Because of the messiness of this dataset, it's hard to draw any real conclusions of whether people are tweeting more positively about weather during specific storm events. Looking at the tweets more generally, shows us that there are generally more positive tweets when the word "weather" is mentioned. Based off of the grouping of sentiment, we see that the proportion of positive tweets to negative tweets is decreased in cases of extreme weather (graph is revisited below). This goes to show that it's most likely that extreme weather does in some ways cause people to write more about the weather negatively. However, we see that the total number of tweets about the weather during an extreme storm versus none isn't that much different which goes to say we probably see weather at a smaller and less global level. This is probably why drought tweets don't sound as drastic because it's hard to observe a drought than something like heavy rain.
When we look at the other graph of the words used throughout the document, we see that the most frequent words are positive and talk about good weather. In the Word2Vec, it drew out that the words most similar to weather are describing the time of the day (like the morning), but in looking more closely at hot and cold, hot is most similar with summer and fall and cold is with winter (as for seasons). This twitter set contains tweets from fall to winter so this makes sense. Cold has has 'hate' and 'crazy' while Hot has 'gloomy' as its second most similar word. But when you look at autumn (which has hot temperatures depening on where you live) you see that it gives off a mixed feeling as it's "gloomy, gorgeous, and beautiful."
Mixing datasets is a messy task because it's not clear if you're seeing real connections, but from these analyses we can see that there is some connection between extreme weather and negativity because when we dive the tweets into extreme weather versus the "none" we start to see more negativity and polarity. When we look at the tweets as a whole, we see that the top words are mostly positive which I did not expect, but rethinking about it, a lot of people tend to take notice of when the weather is good and tweet about when it's a perfect day to be outside. This is why we have a lot of positive tweets.
In general, people tend to tweet about things they feel have an effect on them.
If this analysis were to be done again, it would require better cleaning of the dataset (and more machine power). But in general, I think this research was good for exploring possibilities of when people might be prompted to talk start mentioning weather. I only looked for tweets that had the word weather, but it would have been better to use a dictionary that had terms used to describe the weather. In addition, using a weighted dictionary or a better sentiment analysis would make this analysis strong.

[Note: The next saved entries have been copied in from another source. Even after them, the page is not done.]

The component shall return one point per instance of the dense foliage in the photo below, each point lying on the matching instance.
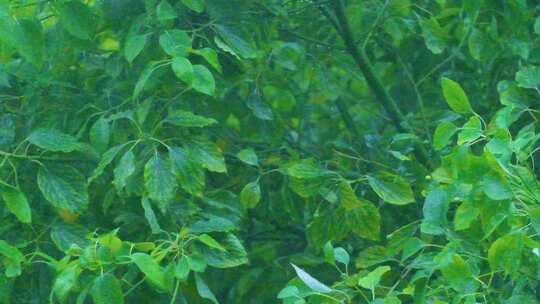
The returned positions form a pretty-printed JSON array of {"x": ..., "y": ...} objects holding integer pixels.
[{"x": 265, "y": 151}]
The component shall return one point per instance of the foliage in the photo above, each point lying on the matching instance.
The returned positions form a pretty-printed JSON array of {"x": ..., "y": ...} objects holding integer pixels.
[{"x": 240, "y": 151}]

I hope that in the future, people will continue to use text analysis as a way to categorize and bring together different disciplines because it can add more dimensions to things we don't really think much about. The weather, it's always there and always changing, but it's hard to really consciously realize that it might be what's making you feel off. There are studies that say that yes extreme weather is doing this, but they always preempt people to talk about the weather, put people in isolated case studies and also how people feel about weather is also very subjective. Therefore, it's necessary to find a way, even if it's a little messy, that can analyse and allow us to look at what we have been doing and being able to separate ourself a little (which counting words does). But ulimtately, we have to re-insert our own opinions back to think if this makes sense and ultimately, these techniques are best for exploring.